Departamento jurídico e análise econômica do direito
Jota

 

Empresa deverá ter um departamento jurídico a partir do determinado tamanho de sua operação

Luciano Benetti Timm

Não há dúvidas de que um departamento jurídico é parte integrante (e mesmo necessária) de uma empresa. Infelizmente, nas escolas de administração de empresas, esse núcleo de gestão costuma ser negligenciado – frente aos temas de recursos humanos, finanças, marketing. Contudo, pela complexidade do ambiente de negócios no Brasil é mais do que hora de reconhecer o departamento jurídico como parte de uma firma.

Isso não significa que toda empresa tenha de ter um departamento jurídico.

Isso significa perguntar qual o tamanho ideal de uma firma.

Essa resposta só é possível satisfatoriamente tendo em conta as lições de análise econômica do direito e mais especificamente o “teorema de Coase”[1]. Coase explicou que a firma é um arranjo institucional de contratos limitado pelos custos de transação de operação no mercado (e de outros custos financeiros e econômicos, naturalmente).

Assim, no início da produção em massa do século XX, a firma contou com altas doses de concentração industrial a fim de gerar economias de escala e de verticalizar o processo decisório pela dificuldade de monitorar o comportamento de parceiros comerciais e de empregados.
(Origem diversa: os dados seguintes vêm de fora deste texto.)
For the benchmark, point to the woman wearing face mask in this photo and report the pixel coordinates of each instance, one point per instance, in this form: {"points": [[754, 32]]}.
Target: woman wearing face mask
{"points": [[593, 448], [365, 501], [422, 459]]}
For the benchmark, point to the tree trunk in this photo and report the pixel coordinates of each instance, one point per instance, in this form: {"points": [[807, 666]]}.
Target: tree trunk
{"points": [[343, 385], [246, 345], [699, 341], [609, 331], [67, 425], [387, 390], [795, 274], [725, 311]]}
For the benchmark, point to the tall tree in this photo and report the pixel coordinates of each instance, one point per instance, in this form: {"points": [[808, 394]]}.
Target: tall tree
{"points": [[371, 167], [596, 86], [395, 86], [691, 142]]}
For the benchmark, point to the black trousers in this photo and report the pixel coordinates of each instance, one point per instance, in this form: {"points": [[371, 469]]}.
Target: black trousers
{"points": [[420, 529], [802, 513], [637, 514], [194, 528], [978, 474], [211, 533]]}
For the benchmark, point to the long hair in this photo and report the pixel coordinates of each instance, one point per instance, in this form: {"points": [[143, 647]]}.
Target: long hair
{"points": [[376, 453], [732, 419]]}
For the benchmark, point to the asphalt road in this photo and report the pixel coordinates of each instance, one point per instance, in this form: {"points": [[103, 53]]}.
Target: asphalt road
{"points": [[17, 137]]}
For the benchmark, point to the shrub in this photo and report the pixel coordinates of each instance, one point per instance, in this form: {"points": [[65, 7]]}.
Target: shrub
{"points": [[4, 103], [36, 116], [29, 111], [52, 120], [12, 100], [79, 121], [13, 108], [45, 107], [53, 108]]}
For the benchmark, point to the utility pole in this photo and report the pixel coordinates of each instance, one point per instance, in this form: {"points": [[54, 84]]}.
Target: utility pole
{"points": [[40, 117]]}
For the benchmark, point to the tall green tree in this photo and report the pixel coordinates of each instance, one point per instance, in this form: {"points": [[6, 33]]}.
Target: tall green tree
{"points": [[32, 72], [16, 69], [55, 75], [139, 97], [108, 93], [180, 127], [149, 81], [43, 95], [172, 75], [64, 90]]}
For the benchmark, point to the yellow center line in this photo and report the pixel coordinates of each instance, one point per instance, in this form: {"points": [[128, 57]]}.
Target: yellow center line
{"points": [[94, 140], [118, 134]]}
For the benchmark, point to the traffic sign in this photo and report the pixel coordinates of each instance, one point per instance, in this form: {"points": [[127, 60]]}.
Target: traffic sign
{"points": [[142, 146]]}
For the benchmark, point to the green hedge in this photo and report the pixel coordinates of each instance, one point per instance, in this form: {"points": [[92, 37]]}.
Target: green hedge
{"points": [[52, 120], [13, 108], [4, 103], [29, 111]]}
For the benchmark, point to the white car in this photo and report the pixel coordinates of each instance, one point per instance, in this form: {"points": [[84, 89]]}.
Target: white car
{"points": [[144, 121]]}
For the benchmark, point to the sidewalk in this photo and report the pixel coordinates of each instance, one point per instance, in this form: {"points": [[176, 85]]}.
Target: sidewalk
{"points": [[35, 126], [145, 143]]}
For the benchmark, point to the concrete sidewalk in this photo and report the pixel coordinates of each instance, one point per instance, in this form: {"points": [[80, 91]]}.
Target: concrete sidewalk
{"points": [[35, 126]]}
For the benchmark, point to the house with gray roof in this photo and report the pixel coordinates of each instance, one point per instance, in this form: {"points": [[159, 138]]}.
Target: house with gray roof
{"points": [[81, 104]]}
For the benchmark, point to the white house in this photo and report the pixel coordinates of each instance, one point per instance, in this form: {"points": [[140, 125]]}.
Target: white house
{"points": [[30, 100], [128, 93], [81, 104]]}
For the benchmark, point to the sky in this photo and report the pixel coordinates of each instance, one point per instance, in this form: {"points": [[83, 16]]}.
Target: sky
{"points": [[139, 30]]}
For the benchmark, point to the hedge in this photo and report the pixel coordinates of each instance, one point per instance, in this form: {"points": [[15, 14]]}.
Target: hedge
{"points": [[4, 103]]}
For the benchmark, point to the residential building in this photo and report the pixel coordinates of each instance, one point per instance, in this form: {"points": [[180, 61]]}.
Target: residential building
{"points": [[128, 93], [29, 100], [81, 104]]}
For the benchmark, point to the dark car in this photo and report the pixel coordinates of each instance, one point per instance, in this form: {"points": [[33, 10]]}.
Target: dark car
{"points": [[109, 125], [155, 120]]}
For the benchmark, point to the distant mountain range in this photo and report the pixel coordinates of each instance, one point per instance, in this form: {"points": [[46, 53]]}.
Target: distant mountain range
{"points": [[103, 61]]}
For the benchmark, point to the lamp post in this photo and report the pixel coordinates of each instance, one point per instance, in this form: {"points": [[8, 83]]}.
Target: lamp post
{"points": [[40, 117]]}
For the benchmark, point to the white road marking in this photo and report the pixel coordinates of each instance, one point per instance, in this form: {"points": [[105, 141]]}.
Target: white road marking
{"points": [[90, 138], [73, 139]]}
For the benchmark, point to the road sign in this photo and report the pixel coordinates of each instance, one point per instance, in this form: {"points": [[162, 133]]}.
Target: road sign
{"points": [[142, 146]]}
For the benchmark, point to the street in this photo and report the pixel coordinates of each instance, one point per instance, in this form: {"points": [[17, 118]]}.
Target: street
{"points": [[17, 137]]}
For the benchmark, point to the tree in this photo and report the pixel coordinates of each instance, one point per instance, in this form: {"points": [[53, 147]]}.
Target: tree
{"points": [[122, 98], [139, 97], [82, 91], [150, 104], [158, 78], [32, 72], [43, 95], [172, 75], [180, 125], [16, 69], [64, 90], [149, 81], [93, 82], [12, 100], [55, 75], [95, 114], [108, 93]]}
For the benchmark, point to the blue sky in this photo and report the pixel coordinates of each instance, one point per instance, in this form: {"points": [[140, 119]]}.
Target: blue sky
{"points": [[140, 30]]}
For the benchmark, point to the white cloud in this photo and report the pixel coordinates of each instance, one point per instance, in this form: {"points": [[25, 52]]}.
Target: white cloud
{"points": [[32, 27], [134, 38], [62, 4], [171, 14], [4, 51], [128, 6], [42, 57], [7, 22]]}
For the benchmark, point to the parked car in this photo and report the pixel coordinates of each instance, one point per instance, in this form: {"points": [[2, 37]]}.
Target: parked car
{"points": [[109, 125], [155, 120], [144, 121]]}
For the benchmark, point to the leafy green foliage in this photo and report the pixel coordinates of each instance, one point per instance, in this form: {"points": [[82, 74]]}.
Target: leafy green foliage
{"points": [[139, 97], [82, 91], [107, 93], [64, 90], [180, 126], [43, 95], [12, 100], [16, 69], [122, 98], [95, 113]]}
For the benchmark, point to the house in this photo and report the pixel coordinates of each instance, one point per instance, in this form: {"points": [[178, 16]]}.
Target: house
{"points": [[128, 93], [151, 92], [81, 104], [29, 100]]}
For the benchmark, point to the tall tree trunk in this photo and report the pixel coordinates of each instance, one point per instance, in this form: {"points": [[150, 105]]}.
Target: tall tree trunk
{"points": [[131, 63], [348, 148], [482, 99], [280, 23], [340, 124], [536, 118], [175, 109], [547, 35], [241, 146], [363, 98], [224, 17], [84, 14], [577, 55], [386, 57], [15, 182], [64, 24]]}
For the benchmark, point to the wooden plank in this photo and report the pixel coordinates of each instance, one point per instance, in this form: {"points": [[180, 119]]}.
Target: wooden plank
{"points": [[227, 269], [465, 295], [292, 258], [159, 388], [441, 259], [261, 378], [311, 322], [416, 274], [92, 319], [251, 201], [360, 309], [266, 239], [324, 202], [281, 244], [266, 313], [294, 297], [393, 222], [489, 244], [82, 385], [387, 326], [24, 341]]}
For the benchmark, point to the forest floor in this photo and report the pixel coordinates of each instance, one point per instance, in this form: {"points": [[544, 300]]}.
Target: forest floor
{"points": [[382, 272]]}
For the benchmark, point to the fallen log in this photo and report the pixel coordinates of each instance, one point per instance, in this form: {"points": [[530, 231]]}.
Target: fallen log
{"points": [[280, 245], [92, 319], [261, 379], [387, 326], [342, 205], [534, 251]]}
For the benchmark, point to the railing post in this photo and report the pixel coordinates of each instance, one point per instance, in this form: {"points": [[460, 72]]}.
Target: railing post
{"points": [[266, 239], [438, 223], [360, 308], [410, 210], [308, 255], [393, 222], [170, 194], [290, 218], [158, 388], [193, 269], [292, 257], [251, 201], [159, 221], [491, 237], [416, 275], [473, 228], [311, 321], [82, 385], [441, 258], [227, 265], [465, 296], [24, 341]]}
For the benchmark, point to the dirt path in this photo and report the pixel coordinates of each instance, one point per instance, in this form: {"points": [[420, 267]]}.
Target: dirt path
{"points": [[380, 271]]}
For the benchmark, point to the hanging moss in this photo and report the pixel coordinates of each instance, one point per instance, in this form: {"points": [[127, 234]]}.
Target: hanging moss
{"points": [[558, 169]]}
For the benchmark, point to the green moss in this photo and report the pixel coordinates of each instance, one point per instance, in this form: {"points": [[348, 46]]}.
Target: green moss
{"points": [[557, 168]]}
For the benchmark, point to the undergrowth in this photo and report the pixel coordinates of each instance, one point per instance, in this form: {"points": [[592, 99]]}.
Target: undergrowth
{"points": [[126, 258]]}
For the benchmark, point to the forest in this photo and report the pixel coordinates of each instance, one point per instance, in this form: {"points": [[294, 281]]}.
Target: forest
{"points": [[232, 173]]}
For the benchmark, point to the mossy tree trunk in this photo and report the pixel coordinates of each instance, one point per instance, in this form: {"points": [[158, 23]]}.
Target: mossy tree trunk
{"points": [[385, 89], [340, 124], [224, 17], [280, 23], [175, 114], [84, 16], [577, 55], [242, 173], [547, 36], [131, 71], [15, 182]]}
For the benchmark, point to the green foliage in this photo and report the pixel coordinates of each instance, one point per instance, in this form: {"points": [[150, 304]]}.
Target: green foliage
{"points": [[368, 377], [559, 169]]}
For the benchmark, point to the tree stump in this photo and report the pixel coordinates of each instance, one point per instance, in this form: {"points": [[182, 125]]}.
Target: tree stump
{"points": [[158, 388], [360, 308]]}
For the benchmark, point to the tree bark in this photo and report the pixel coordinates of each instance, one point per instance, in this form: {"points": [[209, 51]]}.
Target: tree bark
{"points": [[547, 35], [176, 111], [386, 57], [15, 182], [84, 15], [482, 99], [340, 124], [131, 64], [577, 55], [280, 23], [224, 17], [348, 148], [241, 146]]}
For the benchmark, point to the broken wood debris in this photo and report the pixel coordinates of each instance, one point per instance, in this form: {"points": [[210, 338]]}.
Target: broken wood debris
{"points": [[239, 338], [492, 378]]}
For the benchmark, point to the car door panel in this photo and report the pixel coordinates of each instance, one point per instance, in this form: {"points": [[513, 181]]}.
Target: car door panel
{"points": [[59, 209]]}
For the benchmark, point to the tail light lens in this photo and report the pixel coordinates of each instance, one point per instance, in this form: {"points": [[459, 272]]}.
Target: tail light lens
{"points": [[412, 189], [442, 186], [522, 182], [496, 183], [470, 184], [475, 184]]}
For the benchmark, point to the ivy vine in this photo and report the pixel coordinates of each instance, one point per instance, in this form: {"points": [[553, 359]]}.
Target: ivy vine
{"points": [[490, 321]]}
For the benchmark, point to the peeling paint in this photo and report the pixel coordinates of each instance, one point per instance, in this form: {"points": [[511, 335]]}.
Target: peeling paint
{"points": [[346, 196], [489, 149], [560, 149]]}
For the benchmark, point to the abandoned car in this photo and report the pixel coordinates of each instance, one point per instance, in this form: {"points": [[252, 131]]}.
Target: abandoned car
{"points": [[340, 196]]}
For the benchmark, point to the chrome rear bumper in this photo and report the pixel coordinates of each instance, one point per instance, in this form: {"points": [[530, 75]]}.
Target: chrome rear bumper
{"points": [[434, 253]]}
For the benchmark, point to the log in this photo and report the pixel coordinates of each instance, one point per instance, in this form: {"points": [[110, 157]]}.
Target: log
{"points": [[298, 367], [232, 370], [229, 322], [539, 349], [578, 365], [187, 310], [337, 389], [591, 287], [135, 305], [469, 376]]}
Já no final do século XX, diante da revolução digital gerada pela informática, a firma contou com altas doses de terceirização com objetivo de gerar eficiência ao processo produtivo (a computação diminui custos de transação de busca, de monitoramento, entre outros).

Nesse contexto, a empresa deverá ter um departamento jurídico, a partir de um determinado tamanho de sua operação, ou seja, quando a frequência da necessidade de utilização de serviços justificar de pelo menos um profissional que possa centralizar a gestão dos problemas jurídicos (gerando especialização e com o fito de permitir uma atuação estratégica da empresa) e de reduzir custos transacionais.

Nessa toada, o (a) gestor (a) do departamento jurídico contribuirá para mensurar riscos legais e regulatórios, para cuidar da elaboração e registro de documentos legais e de acompanhamento de processos administrativos e judiciais, quando isso ocorrer. Ele (a) pode cuidar disso pessoalmente, ou ainda, mais apropriadamente (no mais das vezes), ele pode terceirizar essa atividade para uma firma especializada (que são os escritórios de advocacia e as firmas de consultoria).

O (a) gestor (a) jurídico (a) atua para reduzir falhas de mercado, permitindo que nesse processo se opte, sempre tendo em conta a realidade econômica, gerencial e contábil, pelo caminho mais eficiente para a companhia. Dentre as falhas de mercado mais comuns no mercado de serviços jurídicos está a assimetria informacional. Vale dizer, um profissional da área jurídica corporativa poderá saber, a um menor custo de busca de obtenção de informação para empresa, quem são os melhores provedores de serviço e monitorar (também a um custo de transação menor) o seu atendimento, atentando sempre para os melhores interesses da sua empresa e não os do prestador de serviço (escritório de advocacia).

O departamento jurídico pode ser maior ou menor, dependendo de seus propósitos e de sua missão. Ele não pode se converter num escritório de advocacia dentro da corporação, pois dificilmente um departamento jurídico será mais eficiente do que uma firma especializada em serviços jurídicos. O gestor jurídico deve compreender que é parte integrante de uma empresa que oferta produtos ou serviços no mercado que não de natureza jurídica (salvo quando ele estiver gerenciando um escritório de advocacia).

Ele está lá para agregar valor ao processo produtivo daquela empresa e por isso ele é mais relevante para corporação à medida que estiver alinhado com a missão e valores da corporação que integra. Se, por exemplo, estiver numa empresa com baixa margem de contribuição e alto faturamento, provavelmente terá uma grande interação com o mercado consumidor e elevada litigância e regulação (no Brasil, pelo menos). Deve estar apto a contribuir nesse processo e não especificamente prover serviços jurídicos. Assim como o engenheiro de uma grande indústria automobílística está lá para contribuir com o processo produtivo de veículos e não para prover serviços de engenharia in abstrato.